The soldier swallowed hard, his throat clicking. “There was a woman. They ran away together. They were seen…” He coughed. “They were seen near the northern wall. But I don’t know… I don’t know if it was him, because the others are talking about a revenant, and you never said…”
“It was him.”
She felt a shift in the air. The nurses stopped what they were doing, and next to her, Idris froze, not a muscle moving as he processed what this piece of information meant. He hadn’t asked who she was looking for. Now he would.
“Describe the woman,” Seraphina demanded.
“I didn’t see her with my own eyes, but the others say she was short of stature, with black hair and with a… like a… um…” He started gesticulating wildly, pointing at his own forehead. “Cut short here, across. Straight, like a line. The way the French wear it. Or the children.”
His description was far from eloquent, but it did the job.
Seraphina could imagine Briar with her fine, black hair tied in a high pony at the back and cropped straight above her arched eyebrows.

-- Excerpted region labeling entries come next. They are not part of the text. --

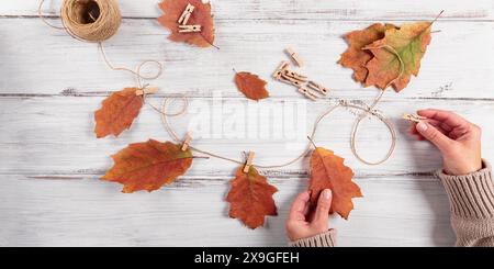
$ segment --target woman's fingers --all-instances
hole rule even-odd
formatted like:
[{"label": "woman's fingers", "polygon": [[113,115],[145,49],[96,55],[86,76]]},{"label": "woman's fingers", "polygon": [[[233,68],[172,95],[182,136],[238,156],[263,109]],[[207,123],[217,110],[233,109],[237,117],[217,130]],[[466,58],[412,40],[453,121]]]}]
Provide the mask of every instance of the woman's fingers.
[{"label": "woman's fingers", "polygon": [[332,190],[323,190],[317,200],[317,206],[314,214],[314,221],[312,224],[327,225],[329,220],[329,210],[332,209],[333,193]]},{"label": "woman's fingers", "polygon": [[307,214],[308,211],[310,198],[311,195],[308,191],[304,191],[296,197],[290,210],[289,220],[305,221],[305,215]]},{"label": "woman's fingers", "polygon": [[448,136],[446,136],[444,133],[441,133],[439,130],[437,130],[426,121],[419,122],[417,124],[417,131],[422,136],[436,145],[442,153],[447,152],[453,143],[452,139],[450,139]]},{"label": "woman's fingers", "polygon": [[435,109],[419,110],[417,111],[417,114],[430,120],[441,122],[445,126],[448,126],[450,130],[467,126],[470,124],[463,117],[454,114],[453,112],[445,110],[435,110]]}]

With her brown eyes, three flecks of gold in her left one.
She’d never seen her, but she knew her. She’d run her hands over her friend’s features in their shared room at Saint Vivia’s Convent, learning the curve of her thin lips and the slight bump on the bridge of her nose.
Briar had told Seraphina what she looked like, down to the number of freckles on her cheeks and the mole above her upper lip that she hated.
“She was limping, too, like she was hurt. I don’t know… I don’t know if that helps. And the revenant had no eyes, indeed.”
Seraphina heard Idris swallow hard beside her. She counted to five. She would’ve loved to count to ten, but there was no time for such indulgence. She turned to Idris, and in a level voice said:
“Please, pack what you need. We must leave. Now.”
“Seraphina…”
She reached out and took his hand in hers. Her fingers wrapped around his, feeling how smooth and clean they were, how they never trembled, no matter the battles he fought inside. The hands of a surgeon.
She tilted her head so Saint Vivia’s relic was trained on his face. His eyes met the place where hers should’ve been, where they were going to be once he reattached them. He parted his lips, and Seraphina parted hers, waiting for him to speak first.
In her pocket, the vomer bone vibrated in anticipation of a wrong answer.